Chapitre 1 : Bourdieu et l’humeur idéologique « révolutionnaire conservatrice » de l’Allemagne de Weimar

Le livre que Pierre Bourdieu a consacré à L’ontologie politique de Martin Heidegger[1] est le premier à nous orienter vers les années 30, dans l’Allemagne de Weimar, c’est-à-dire la République démocratique en place entre 1918 et 1933. Le premier chapitre de cet ouvrage de Bourdieu est à recommander à tous ceux qui s’alarment de la situation actuelle et sont en quête d’outils de compréhension.

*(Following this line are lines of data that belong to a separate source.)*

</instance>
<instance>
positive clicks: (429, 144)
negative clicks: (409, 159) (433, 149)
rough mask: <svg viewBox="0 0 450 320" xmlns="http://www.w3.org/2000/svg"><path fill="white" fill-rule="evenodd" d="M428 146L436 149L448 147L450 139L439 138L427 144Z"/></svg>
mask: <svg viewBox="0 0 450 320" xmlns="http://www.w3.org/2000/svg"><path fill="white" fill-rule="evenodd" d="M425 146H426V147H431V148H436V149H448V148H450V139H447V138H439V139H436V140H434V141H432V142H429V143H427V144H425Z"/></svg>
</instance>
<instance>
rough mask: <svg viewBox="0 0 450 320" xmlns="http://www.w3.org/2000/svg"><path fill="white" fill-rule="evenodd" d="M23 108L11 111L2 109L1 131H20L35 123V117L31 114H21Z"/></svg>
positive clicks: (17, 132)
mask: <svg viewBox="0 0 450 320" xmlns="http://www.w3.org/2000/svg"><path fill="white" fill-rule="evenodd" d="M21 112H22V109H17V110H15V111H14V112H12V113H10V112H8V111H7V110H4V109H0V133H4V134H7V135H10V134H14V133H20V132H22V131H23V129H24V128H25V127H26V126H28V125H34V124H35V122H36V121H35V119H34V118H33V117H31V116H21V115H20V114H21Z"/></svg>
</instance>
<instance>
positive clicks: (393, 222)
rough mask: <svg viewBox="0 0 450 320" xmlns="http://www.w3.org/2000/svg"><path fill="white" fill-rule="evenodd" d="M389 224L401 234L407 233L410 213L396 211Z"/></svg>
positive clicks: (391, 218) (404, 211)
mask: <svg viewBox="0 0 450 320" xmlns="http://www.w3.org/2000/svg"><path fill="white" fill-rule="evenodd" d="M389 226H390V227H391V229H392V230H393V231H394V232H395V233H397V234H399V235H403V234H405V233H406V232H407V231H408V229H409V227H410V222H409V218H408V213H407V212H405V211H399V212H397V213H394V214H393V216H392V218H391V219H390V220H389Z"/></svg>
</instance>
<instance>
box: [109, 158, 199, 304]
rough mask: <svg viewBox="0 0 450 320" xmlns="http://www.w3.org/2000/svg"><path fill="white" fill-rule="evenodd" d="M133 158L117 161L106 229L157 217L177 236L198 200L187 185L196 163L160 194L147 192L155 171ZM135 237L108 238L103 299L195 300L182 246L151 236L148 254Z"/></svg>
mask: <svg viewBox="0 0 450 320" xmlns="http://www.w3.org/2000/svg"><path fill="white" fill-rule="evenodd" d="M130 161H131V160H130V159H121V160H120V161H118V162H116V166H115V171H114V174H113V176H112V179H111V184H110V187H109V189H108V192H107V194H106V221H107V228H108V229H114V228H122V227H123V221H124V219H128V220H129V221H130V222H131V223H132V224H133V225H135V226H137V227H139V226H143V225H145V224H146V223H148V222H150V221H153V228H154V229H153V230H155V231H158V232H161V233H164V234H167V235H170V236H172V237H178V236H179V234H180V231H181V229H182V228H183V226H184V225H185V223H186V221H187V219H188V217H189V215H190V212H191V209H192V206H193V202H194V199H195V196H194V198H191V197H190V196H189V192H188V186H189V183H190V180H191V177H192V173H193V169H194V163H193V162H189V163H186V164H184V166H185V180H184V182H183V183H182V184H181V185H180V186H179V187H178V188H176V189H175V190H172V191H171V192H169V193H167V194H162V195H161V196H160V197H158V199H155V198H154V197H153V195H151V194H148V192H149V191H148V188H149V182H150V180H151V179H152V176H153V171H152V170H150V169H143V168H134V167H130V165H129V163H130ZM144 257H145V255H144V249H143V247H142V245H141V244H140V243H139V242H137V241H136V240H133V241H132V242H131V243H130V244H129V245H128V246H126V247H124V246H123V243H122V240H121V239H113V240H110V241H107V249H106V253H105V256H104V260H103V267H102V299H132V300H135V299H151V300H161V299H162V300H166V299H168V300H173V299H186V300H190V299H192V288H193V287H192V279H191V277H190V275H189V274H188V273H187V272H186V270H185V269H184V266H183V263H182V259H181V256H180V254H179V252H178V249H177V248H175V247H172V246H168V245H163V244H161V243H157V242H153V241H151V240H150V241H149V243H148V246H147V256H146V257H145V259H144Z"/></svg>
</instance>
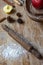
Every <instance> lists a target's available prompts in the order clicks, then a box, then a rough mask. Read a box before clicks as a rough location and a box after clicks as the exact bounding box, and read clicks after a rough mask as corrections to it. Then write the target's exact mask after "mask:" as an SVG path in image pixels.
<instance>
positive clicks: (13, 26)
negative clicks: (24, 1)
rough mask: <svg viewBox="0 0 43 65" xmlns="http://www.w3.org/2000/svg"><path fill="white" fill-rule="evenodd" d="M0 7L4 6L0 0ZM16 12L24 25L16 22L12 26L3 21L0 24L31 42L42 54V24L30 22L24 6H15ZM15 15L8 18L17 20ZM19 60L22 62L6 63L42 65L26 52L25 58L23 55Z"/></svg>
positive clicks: (16, 60) (27, 64)
mask: <svg viewBox="0 0 43 65" xmlns="http://www.w3.org/2000/svg"><path fill="white" fill-rule="evenodd" d="M2 3H3V4H2ZM0 5H1V7H0V9H2V8H3V6H4V5H5V3H4V2H3V1H2V0H0ZM15 5H16V4H15ZM16 10H17V11H16V13H17V12H20V13H21V14H22V15H23V17H22V19H23V20H24V21H25V24H24V25H20V24H19V23H17V22H15V23H13V24H10V23H8V21H7V20H5V21H4V22H3V23H1V24H7V25H8V26H9V27H11V28H12V29H13V30H15V31H17V32H18V33H20V34H21V35H23V36H24V37H25V38H27V39H28V40H29V41H30V42H32V44H33V45H34V46H36V47H37V49H39V50H40V52H41V53H42V54H43V24H41V23H38V22H35V21H33V20H31V19H30V18H29V17H28V16H27V14H26V11H25V7H24V6H23V7H20V6H18V5H16ZM2 11H3V10H2ZM16 13H15V12H14V13H12V14H10V16H12V17H13V18H15V19H16V20H17V19H18V17H17V16H16ZM0 14H1V13H0ZM3 14H4V16H5V17H7V16H8V15H7V14H5V13H4V12H3ZM1 24H0V25H1ZM0 29H2V28H1V26H0ZM2 31H3V30H2ZM4 32H5V31H4ZM6 34H7V33H6ZM8 37H9V36H8ZM8 37H7V39H8ZM10 38H11V37H9V40H10ZM11 40H12V39H11ZM14 43H15V42H14ZM21 59H22V62H20V61H19V60H18V62H17V60H16V61H15V62H11V61H7V63H8V65H10V64H11V65H17V64H18V65H20V64H21V63H22V64H23V65H26V64H27V65H43V60H42V61H40V60H38V59H37V58H36V57H34V56H33V55H31V54H30V53H29V54H28V52H27V53H26V54H25V56H24V55H23V56H22V58H21ZM19 62H20V63H19Z"/></svg>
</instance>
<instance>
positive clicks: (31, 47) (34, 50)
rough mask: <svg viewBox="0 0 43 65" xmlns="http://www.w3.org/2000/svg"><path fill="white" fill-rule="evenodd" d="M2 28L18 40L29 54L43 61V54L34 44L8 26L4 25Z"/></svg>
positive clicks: (9, 34) (20, 44) (14, 39)
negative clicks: (34, 46) (42, 53)
mask: <svg viewBox="0 0 43 65" xmlns="http://www.w3.org/2000/svg"><path fill="white" fill-rule="evenodd" d="M2 28H3V29H4V30H5V31H7V32H8V34H9V35H10V36H11V37H12V38H13V39H14V40H16V41H17V42H18V43H19V44H20V45H21V46H22V47H23V48H25V49H26V50H27V51H28V52H30V53H32V54H33V55H34V56H36V57H37V58H38V59H43V56H42V54H41V53H40V52H39V51H38V50H37V49H36V48H35V47H34V46H32V44H31V43H30V42H29V41H28V40H27V39H26V38H24V36H22V35H21V34H19V33H17V32H16V31H14V30H12V29H11V28H9V27H8V26H7V25H5V24H3V25H2Z"/></svg>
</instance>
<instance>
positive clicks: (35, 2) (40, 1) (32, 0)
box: [32, 0, 43, 9]
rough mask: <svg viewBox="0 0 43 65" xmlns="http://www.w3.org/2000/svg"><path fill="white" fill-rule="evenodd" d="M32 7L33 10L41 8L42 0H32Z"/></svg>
mask: <svg viewBox="0 0 43 65" xmlns="http://www.w3.org/2000/svg"><path fill="white" fill-rule="evenodd" d="M32 5H33V6H34V7H35V8H37V9H40V8H42V7H43V0H32Z"/></svg>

On y trouve tout d’abord des pistes quant à certaines ressemblances entre notre air du temps et celui de l’époque pré-nazie. Le plus frappant renvoie à la notion éclairante de « révolution conservatrice » afin de rendre compte des productions idéologiques décryptées par Bourdieu. Comme aujourd’hui en France, le conservatisme ne se présentait pas comme une défense pépère de l’ordre établi, un simple appel à la conservation de ce qui existait. Il se voulait au contraire « révolutionnaire », en butte avec l’ordre établi. Il s’agissait de retrouver et de restaurer des valeurs, des institutions et des sociabilités perdues, ou en crise, via un changement radical. Les « révolutionnaires conservateurs » occupaient alors le terrain de la critique du monde tel qu’il va. C’est pour souligner cette proximité que je parlerai pour la France d’aujourd’hui de néoconservatisme, et non pas simplement de conservatisme en un sens courant. On doit noter toutefois que l’accent « révolutionnaire » d’hier est affadi en rebellitude à double face (Alain Soral/Éric Zemmour) et mis en spectacle dans les médias (pourtant vitupérés !) et sur internet dans notre présent glauque.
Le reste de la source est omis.